State Sen. Rick Brattin (photo courtesy; Tim Bommel; Missouri House Communications)

A State Senator says Missouri taxes the sales of firearms and ammunition at 11%, something he says is too high. Sen. Rick Brattin, R-Harrisonville, is sponsoring a bill that would exempt that sales tax because of how much residents already have to pay to own one.

“I mean we can look at the first amendment and that’s something of a belief, but when we look at the second amendment, it’s a tangible asset that you do have to purchase; you have to exercise more than just other types of rights,” according to Sen. Brattin. “I think it requires much more scrutiny and protection from a government that’s wanting to tax and limit people’s capability to exercise those rights.”

He also is looking to provide a tax credit to local manufacturers for the amount they lose by paying the firearms and ammunition tax to the federal government.

In response to this proposed bill, State Sen. Tracy McCreery, D-Olivette, released a statement to Missourinet on Tuesday calling out the Missouri GOP.

“Firearms are the number one cause of death of children in Missouri. This morning, our nation awoke to news of another mass shooting, with at least three dead college students in Michigan. We should not have to live like this,” said Sen. McCreery. “The MAGA Extremists pushing to make unlimited amounts of ammunition even cheaper will make Missouri’s gun violence problem even worse. How many dead kids will it take before these people value lives more than bullets?”

Brattin said Missouri needs to cut taxes because of how much residents already are paying, but he adds that he cares little about how much this bill will cost the taxpayers.

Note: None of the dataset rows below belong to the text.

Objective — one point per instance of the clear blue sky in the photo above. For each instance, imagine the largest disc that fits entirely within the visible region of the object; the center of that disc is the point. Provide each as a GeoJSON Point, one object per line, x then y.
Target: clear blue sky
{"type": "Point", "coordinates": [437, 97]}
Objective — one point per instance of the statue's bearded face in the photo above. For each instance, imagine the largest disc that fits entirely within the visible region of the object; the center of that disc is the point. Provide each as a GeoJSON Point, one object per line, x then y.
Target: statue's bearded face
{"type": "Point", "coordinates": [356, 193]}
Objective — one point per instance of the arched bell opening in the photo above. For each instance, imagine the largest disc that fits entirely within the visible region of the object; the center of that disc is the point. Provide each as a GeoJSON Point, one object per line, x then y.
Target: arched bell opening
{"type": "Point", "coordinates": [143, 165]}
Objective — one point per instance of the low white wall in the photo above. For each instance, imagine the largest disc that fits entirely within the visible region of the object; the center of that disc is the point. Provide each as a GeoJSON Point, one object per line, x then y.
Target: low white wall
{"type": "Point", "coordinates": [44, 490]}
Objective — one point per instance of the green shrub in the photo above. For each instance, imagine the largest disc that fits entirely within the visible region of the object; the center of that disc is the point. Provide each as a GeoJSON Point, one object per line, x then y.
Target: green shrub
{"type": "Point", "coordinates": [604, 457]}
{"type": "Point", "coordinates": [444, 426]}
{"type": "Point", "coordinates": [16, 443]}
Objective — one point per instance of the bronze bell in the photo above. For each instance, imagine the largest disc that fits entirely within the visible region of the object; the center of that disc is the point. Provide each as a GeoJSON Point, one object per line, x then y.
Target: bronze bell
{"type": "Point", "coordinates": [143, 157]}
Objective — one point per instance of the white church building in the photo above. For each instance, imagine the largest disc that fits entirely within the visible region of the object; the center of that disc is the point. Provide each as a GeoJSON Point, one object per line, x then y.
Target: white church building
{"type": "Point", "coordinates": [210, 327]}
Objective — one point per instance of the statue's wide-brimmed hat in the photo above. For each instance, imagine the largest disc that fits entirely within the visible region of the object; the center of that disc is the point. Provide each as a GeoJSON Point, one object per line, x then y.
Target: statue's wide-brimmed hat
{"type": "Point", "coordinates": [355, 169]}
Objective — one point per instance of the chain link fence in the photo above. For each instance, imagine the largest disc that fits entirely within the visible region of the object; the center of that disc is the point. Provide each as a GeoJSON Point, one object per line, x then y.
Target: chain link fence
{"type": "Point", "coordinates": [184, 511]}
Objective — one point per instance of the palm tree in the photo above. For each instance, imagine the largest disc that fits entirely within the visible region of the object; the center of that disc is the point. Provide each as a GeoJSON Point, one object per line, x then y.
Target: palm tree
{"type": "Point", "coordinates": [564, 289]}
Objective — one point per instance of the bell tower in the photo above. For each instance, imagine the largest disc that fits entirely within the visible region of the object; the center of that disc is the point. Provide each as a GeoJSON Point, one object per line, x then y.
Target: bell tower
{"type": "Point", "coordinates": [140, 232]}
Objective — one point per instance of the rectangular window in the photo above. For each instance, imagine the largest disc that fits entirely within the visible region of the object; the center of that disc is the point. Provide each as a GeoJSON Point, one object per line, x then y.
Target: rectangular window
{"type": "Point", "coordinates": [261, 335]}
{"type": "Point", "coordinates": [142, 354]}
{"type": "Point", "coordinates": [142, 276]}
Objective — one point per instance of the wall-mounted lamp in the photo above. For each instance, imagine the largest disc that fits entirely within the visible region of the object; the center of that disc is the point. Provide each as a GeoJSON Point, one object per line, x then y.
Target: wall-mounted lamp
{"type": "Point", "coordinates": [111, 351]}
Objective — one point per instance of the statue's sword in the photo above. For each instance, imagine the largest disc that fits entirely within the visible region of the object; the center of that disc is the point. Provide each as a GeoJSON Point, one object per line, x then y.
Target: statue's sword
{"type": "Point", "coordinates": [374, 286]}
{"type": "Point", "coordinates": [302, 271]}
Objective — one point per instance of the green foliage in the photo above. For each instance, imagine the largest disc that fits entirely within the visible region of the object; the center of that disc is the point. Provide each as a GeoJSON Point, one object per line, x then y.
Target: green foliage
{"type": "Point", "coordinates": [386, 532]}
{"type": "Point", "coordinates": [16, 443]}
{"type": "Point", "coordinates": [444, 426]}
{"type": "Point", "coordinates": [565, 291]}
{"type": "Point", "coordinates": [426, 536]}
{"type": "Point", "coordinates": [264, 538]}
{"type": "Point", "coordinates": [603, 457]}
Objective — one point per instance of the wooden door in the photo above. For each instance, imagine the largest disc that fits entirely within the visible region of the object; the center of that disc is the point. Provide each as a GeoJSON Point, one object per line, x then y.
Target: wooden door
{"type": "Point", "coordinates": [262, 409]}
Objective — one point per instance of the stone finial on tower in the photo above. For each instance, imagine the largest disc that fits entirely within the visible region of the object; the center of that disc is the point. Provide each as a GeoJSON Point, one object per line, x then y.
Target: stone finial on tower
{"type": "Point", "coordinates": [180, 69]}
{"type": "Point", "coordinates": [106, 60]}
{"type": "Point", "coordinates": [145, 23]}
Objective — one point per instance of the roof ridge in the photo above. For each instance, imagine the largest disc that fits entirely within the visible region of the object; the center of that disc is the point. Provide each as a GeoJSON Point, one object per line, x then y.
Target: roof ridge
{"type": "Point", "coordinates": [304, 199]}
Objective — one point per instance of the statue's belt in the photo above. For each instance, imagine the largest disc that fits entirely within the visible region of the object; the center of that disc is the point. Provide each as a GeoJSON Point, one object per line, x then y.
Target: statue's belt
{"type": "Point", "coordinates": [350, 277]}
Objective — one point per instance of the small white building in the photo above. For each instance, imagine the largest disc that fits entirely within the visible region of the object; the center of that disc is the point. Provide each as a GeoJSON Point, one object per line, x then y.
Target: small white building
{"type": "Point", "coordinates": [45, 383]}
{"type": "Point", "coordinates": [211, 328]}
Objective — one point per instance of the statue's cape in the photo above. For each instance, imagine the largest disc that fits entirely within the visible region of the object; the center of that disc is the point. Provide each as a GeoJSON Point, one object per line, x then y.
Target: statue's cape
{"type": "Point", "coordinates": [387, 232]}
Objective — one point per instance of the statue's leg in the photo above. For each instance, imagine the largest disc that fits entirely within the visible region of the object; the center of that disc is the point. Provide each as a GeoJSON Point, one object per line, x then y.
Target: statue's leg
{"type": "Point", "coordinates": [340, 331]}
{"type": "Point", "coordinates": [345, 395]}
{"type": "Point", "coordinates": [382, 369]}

“I really don’t care what the impact is going to be when it comes to protecting a constitutional right and helping to streamline it, make it more affordable towards the citizens of this state,” said Brattin. “If you look at the budgets of the state, we are bringing in obscene amounts of taxpayer dollars.”

If the House and Senate approve his proposed bill, the proposed exemption would be in effect by August 28. The bill was heard in a Senate public safety committee, but no vote has been taken.